Adobe Flash hasn’t been supported for mobile devices since 2011 and has been gradually removed from desktop browsers over the past several years, following an agreement between the big tech companies and Adobe. All, that is, except Apple, which has never supported Flash - in fact, Steve Jobs’ hostility towards it was legendary. For those too young to remember—Adobe Flash changed everything. The Internet of the 1990s was one of static pages made up of text and the odd low-end photo. The Flash player and runtime brought users animation, sound, video, games - all in a package that rendered perfectly in the browser, without interfering with the surrounding HTML.

It was clunky. It was unreliable at times. But its part in driving forward the look, and the progress of our online lives should never be underestimated. Back at the start of the dot.com bubble, companies like Moonfruit offered WYSIWYG websites, built entirely in Flash. Moonfruit migrated to HTML5 in 2016, reflecting the direction of travel.
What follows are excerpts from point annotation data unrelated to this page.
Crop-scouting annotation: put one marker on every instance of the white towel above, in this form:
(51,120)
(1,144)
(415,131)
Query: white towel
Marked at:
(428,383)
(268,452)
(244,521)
The web was, by this stage, so much faster than Adobe Flash had gone from being its enabler to being its millstone. Nevertheless, with hundreds of thousands of instances of Flash content still active and the number of zero-day vulnerabilities sky-rocketing, it was decided in 2017 that Adobe would have to be phased out slowly, rather than being shut off straight away. Since then, browsers have slowly begun to restrict access to Flash content. Even Google Chrome, which had skin in the game (Google’s ads business still relied heavily on Flash content at the time) began the process which finishes today.

In a note in the final release notes, Adobe said: “We want to take a moment to thank all of our customers and developers who have used and created amazing Flash Player content over the last two decades.  We are proud that Flash had a crucial role in evolving web content across animation, interactivity, audio, and video.  We are excited to help lead the next era of digital experiences.”

Adobe has confirmed that Flash reaches EoL (end-of-life) on the last day of 2020. From January 12th, 2021, it will actively block the plug-in from running content at the server-side. It has been confirmed that failure to accept today’s update won’t make a difference - the self-destruct payload has been included in the code for months already. Adobe has recommended that Flash Player should be uninstalled from users’ systems. This is reinforced by stronger on-screen warnings in today's release. Keeping it installed won’t harm your computer, but it could still leave some open security vulnerabilities that haven’t been discovered yet. The only exception is for users in China who will still receive updates to their localized version of Flash. Meanwhile, the company has confirmed that it will continue to concentrate on contributions to the development of the HTML5 standard, and the Adobe AIR platform which is unaffected by the closure.

And so farewell, Abobe Flash. Your time had come and gone—but without you, we wouldn't be where we are now, and for that, we salute you.